Literature DB >> 17657600

Complete nucleotide sequence of Nootka lupine vein-clearing virus.

Nancy L Robertson1, Fabien Côté, Christine Paré, Eric Leblanc, Michel G Bergeron, Denis Leclerc.   

Abstract

The complete genome sequence of Nootka lupine vein-clearing virus (NLVCV) was determined to be 4,172 nucleotides in length containing four open reading frames (ORFs) with a similar genetic organization of virus species in the genus Carmovirus, family Tombusviridae. The order and gene product size, starting from the 5'-proximal ORF consisted of: (1) polymerase/replicase gene, ORF1 (p27) and ORF1RT (readthrough) (p87), (2) movement proteins ORF2 (p7) and ORF3 (p9), and, (3) the 3'-proximal coat protein ORF4, (p37). The genomic 5'- and 3'-proximal termini contained a short (59 nt) and a relatively longer 405 nt untranslated region, respectively. The longer replicase gene product contained the GDD motif common to RNA-dependent RNA polymerases.
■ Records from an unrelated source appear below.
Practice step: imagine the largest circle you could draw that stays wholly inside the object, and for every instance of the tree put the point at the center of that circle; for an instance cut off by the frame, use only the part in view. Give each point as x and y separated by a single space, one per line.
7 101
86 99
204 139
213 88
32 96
Phylogenetically, NLVCV formed a subgroup with the following four carmoviruses when separately comparing the amino acids of the coat protein or replicase protein: Angelonia flower break virus (AnFBV), Carnation mottle virus (CarMV), Pelargonium flower break virus (PFBV), and Saguaro cactus virus (SgCV). Whole genome nucleotide analysis (percent identities) among the carmoviruses with NLVCV suggested a similar pattern. The species demarcation criteria in the genus Carmovirus for the amino acid sequence identity of the polymerase (<52%) and coat (<41%) protein genes restricted NLVCV as a distinct species, and instead, placed it as a tentative strain of CarMV, PFBV, or SgCV when both the polymerase and CP were used as the determining factors. In contrast, the species criteria that included different host ranges with no overlap and lack of serology relatedness between NLVCV and the carmoviruses, suggested that NLVCV was a distinct species. The relatively low cutoff percentages allowed for the polymerase and CP genes to dictate the inclusion/exclusion of a distinct carmovirus species should be reevaluated. Therefore, at this time we have concluded that NLVCV should be classified as a tentative new species in the genus Carmovirus, family Tombusviridae.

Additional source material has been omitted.